Republicans have vowed to block the union-backed changes, making it unlikely they could get through Congress. Hatch released the Treasury Department letter late yesterday jointly with Representative Dave Camp, a Michigan Republican who is chairman of the tax-writing House Ways and Means Committee.
“There has been far too much special treatment for politically favored friends of Obamacare,” Hatch and Camp said in a statement accompanying the letter. “But when it comes to employers and taxpayers picking up the health care tab for labor unions -- it appears that is a price that is simply too high.”
The AFL-CIO, a federation of 57 labor unions with 12 million members, supported the law when it was passed. This week, two top Obama administration officials, White House senior adviser Valerie Jarrett and Labor Secretary Thomas Perez, were in Los Angeles to reassure union officials that the White House was open to weighing changes.
As written, the health law “can have a devastating impact on our ability to provide health insurance,” Terry O’Sullivan, general president of the Laborer’s International Union of North America, said at the AFL-CIO convention.
The 2010 law established public exchanges, through which individuals can buy insurance, which are set to open Oct. 1. Under the law, low- to moderate-income workers who buy insurance through the exchanges would qualify for a tax credit.

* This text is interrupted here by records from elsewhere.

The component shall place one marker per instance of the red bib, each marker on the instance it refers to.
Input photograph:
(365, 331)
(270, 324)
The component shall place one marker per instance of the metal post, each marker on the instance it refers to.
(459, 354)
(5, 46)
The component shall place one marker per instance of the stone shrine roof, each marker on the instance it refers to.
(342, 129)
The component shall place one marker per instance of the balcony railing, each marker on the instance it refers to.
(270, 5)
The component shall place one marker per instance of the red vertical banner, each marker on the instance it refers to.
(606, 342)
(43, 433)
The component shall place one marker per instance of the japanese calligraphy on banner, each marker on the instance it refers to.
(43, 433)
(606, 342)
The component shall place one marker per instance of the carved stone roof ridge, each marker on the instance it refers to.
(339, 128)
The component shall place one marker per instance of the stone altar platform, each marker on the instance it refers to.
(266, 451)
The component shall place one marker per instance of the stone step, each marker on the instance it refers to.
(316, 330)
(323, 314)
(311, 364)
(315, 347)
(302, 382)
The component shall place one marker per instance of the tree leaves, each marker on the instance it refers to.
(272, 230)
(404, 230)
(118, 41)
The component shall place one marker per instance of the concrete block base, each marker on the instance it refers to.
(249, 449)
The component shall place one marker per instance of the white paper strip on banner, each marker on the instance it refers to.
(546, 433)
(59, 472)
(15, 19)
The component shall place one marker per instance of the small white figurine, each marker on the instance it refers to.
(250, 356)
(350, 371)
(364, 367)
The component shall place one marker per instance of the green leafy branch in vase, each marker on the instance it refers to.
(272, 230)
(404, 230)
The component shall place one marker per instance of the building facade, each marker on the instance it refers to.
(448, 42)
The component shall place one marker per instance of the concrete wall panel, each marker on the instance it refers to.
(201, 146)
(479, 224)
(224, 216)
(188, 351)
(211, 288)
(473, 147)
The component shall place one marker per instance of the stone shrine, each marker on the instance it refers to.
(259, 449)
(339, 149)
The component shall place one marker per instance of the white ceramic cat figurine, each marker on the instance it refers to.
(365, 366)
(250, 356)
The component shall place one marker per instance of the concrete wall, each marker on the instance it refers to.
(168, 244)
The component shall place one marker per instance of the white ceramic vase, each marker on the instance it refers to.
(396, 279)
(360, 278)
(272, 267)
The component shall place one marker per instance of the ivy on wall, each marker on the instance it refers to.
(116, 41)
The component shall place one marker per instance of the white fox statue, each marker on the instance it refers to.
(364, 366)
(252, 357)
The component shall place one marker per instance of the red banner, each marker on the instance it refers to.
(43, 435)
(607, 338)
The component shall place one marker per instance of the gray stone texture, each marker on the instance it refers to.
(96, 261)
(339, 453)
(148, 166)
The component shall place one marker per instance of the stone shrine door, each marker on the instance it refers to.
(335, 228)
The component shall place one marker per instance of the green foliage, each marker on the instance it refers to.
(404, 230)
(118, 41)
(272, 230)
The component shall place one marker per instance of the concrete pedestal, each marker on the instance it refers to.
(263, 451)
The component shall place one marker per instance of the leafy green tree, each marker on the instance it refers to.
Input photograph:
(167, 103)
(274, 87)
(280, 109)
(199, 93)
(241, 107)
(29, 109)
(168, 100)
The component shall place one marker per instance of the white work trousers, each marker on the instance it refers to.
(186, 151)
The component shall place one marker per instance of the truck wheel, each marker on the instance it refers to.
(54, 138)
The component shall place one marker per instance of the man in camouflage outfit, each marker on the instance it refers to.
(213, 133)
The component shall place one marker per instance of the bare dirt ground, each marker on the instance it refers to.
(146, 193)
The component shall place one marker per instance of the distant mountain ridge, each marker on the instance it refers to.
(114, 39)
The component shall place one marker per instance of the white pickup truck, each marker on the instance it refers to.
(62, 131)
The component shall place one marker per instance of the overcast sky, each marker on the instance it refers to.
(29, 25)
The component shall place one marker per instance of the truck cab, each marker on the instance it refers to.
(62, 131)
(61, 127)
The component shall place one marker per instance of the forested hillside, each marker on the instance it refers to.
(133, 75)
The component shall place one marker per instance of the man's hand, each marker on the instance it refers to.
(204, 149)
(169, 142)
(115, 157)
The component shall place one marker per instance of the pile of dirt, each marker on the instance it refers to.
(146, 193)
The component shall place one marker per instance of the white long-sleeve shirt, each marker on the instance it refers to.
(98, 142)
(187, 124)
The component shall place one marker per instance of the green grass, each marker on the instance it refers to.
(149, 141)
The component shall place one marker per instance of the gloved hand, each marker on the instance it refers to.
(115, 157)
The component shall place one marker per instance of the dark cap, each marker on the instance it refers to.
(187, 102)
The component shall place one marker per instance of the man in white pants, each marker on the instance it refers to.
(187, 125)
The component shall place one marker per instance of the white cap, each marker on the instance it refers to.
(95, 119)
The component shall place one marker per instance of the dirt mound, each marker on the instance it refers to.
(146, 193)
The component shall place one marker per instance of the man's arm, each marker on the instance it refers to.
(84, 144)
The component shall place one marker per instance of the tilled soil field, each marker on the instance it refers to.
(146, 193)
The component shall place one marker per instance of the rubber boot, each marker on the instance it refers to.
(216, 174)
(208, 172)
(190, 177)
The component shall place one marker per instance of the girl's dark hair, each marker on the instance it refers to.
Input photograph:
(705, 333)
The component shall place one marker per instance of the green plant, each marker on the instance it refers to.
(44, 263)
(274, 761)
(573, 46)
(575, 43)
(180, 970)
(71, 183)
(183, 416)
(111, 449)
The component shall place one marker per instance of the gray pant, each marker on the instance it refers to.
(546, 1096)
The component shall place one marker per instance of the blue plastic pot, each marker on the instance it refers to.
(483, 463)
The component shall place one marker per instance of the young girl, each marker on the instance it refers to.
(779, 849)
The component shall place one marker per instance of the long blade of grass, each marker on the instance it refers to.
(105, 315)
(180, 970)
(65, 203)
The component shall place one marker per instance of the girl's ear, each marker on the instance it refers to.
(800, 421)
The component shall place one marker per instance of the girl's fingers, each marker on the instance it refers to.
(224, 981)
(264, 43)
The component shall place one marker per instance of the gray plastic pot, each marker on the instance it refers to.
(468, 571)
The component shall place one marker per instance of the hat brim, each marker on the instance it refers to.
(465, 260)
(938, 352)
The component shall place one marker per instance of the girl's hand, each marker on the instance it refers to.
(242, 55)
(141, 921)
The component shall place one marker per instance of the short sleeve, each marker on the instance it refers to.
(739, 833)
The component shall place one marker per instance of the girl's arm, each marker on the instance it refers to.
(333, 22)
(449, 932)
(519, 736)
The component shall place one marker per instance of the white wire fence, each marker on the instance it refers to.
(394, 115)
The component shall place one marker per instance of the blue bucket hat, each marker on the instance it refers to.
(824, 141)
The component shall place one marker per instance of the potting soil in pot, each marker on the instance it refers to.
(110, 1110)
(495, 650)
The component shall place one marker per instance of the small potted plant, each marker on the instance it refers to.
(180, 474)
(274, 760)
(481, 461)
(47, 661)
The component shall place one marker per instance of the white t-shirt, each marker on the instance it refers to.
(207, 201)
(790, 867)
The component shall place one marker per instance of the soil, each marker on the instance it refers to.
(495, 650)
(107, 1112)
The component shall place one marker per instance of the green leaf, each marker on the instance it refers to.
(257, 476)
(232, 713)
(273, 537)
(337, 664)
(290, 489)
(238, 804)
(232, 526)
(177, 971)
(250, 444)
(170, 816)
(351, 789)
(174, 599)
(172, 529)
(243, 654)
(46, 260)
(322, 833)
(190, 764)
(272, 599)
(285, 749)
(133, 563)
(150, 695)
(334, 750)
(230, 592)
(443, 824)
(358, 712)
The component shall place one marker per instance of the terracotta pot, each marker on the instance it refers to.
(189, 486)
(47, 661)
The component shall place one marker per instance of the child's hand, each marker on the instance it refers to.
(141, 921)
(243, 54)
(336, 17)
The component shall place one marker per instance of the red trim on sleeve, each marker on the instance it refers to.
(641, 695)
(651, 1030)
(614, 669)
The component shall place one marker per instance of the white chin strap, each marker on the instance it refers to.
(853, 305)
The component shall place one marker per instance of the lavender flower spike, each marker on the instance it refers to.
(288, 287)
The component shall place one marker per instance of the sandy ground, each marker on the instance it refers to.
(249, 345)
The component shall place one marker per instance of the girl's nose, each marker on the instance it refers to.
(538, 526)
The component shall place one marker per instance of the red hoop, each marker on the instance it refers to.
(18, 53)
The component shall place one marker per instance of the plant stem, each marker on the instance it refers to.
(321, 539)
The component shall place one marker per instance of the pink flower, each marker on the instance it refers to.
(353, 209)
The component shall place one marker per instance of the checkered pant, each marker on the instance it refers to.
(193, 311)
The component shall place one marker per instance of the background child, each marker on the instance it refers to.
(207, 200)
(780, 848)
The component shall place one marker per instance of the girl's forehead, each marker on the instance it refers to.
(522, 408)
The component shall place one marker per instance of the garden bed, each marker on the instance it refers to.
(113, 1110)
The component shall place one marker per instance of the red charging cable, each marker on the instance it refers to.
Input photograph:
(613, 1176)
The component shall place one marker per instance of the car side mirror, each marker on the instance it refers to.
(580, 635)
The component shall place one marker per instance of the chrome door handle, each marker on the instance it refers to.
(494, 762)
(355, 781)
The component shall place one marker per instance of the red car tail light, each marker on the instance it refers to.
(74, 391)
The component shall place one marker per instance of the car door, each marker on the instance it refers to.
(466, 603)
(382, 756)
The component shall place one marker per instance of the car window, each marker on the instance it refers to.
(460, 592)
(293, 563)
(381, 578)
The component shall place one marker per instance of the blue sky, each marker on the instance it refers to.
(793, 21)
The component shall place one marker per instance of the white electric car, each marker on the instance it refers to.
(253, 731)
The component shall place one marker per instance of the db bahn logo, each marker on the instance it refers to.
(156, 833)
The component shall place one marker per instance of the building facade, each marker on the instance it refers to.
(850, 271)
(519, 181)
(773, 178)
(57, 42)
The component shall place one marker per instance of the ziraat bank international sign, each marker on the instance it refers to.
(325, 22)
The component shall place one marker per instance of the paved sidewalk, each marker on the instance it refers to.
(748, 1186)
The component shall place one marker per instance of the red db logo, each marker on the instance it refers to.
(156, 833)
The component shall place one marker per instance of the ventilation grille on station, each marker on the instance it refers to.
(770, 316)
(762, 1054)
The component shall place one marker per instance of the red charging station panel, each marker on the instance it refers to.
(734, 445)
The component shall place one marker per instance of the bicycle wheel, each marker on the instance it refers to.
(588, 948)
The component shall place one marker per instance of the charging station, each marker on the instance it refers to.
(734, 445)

The average subsidy per eligible enrollee buying insurance through the exchanges is projected to be $5,300 in 2014, according to the nonpartisan Congressional Budget Office.
Without the subsidies, some employers may stop offering group plans that many union members are currently enrolled in, according to Timothy Jost, a professor at Washington and Lee University School of Law in Lexington, Virginia. That will force those employees into the exchanges, which may cost more than their current health plans.
Republicans will use labor opposition to the law to continue their attacks, Jost said. Unions, which represented 11.3 percent of workers in 2012, helped Obama’s campaign in 2008 and 2012 by getting Democratic voters out to the polls.